The oncogene and phase 2 detoxification enzyme glutathione S-transferase P (GSTP) is a GSH-dependent chaperone of signal transduction and transcriptional proteins with key role in liver carcinogenesis. In this study, we explored this role of GSTP in hepatocellular carcinoma (HCC) investigating the possible interaction of this protein with one of its transcription factor and metronome of cancer cell redox, namely the nuclear factor erythroid 2–related factor 2 (Nrf2).Expression, cellular distribution, and function as glutathionylation factor of GSTP1-1 isoform were investigated in the mouse model of N-nitrosodiethylamine (DEN)-induced HCC and in vitro in human HCC cell lines. The GSTP-Nrf2/Keap1 physical and functional interaction was investigated by immunoprecipitation and gene manipulation experiments.GSTP protein increased its liver expression, enzymatic activity and nuclear levels during DEN-induced tumor development in mice; protein glutathionylation (PSSG) was increased in the tumor masses. Higher levels and a preferential nuclear localization of GSTP protein were also observed in HepG2 and Huh-7 hepatocarcinoma cells compared to HepaRG non-cancerous cells, along with increased basal and Ebselen-stimulated levels of free GSH and PSSG. GSTP activity inhibition with the GSH analogue EZT induced apoptotic cell death in HCC cells.
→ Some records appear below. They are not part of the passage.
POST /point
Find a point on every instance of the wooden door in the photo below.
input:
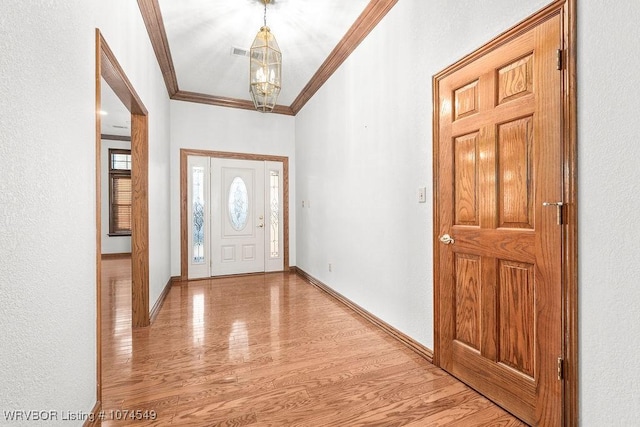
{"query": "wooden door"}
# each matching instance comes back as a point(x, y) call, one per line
point(498, 254)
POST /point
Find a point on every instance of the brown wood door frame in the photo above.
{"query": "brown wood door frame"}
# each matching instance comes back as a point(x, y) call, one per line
point(184, 154)
point(107, 67)
point(567, 11)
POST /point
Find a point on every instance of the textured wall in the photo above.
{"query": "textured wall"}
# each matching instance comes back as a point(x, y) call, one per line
point(609, 199)
point(363, 147)
point(47, 206)
point(206, 127)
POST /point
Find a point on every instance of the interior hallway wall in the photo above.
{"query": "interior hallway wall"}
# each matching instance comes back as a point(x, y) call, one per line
point(48, 197)
point(364, 147)
point(213, 128)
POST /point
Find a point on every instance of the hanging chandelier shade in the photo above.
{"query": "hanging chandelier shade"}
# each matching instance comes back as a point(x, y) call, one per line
point(265, 70)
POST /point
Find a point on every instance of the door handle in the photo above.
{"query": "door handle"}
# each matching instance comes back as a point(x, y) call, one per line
point(447, 240)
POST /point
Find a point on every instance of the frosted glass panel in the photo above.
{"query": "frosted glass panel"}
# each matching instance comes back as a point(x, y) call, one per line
point(198, 215)
point(274, 217)
point(238, 204)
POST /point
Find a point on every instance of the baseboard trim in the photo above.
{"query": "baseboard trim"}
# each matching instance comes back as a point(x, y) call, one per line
point(158, 305)
point(418, 348)
point(116, 255)
point(94, 418)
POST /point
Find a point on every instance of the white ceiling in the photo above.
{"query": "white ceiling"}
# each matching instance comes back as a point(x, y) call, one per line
point(201, 34)
point(115, 119)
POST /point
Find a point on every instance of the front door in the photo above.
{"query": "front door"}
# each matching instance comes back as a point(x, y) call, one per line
point(235, 216)
point(498, 213)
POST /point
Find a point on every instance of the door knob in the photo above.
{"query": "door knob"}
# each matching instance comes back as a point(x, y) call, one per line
point(447, 240)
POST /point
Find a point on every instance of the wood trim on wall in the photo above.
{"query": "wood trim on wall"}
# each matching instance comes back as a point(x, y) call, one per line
point(220, 101)
point(567, 9)
point(571, 381)
point(367, 21)
point(184, 153)
point(399, 336)
point(152, 17)
point(139, 221)
point(115, 137)
point(98, 191)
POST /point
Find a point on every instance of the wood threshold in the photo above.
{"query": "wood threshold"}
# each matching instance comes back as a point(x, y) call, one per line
point(184, 154)
point(401, 337)
point(366, 22)
point(155, 310)
point(94, 417)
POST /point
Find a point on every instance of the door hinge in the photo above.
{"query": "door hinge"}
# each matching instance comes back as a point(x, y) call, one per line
point(560, 368)
point(560, 59)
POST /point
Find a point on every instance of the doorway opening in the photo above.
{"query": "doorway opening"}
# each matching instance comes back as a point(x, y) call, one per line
point(108, 68)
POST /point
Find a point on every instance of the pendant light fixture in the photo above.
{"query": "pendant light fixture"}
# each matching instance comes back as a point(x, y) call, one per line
point(265, 69)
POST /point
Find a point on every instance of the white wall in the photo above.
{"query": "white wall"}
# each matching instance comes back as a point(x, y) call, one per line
point(363, 147)
point(110, 244)
point(207, 127)
point(609, 200)
point(47, 192)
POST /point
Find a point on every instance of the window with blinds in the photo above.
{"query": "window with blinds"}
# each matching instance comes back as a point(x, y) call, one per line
point(119, 192)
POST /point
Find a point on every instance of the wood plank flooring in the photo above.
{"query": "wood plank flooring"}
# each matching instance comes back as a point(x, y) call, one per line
point(268, 350)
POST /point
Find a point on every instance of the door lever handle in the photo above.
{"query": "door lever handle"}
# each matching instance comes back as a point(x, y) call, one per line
point(447, 240)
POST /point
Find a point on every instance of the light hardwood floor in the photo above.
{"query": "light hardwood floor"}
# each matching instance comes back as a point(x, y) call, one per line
point(268, 350)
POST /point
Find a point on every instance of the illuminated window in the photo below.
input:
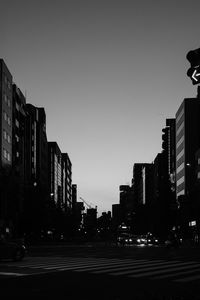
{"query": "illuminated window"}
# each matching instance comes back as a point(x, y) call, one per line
point(17, 123)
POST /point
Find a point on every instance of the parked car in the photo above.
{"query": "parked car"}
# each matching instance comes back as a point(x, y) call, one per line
point(124, 239)
point(14, 250)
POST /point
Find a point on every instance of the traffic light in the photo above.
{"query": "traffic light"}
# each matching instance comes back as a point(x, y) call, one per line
point(193, 72)
point(193, 57)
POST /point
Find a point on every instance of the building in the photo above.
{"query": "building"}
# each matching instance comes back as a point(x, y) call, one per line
point(5, 145)
point(141, 183)
point(6, 116)
point(18, 157)
point(55, 173)
point(66, 182)
point(171, 150)
point(36, 171)
point(187, 143)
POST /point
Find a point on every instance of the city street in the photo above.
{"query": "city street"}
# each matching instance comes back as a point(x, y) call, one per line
point(104, 272)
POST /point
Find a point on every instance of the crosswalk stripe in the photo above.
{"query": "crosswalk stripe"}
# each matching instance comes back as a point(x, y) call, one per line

Hepatic Nrf2 and c-Jun, two transcription factors involved in GSTP expression and GSH biosynthesis, were induced in DEN-HCC compared to control animals; the Nrf2 inhibitory proteins Keap1 and β−TrCP also increased and GSTP co-immunoprecipitated with both Nrf2 and Keap1. Nrf2 nuclear translocation and β−TrCP expression also increased in HCC cells, whereas the GSTP transfection in HepaRG cells induced Nrf2 transcriptional activation.In conclusion, GSTP expression and subcellular distribution can contribute to the GSH-dependent redox reprogramming of HCC cells directly influencing the Nrf2/Keap1 system.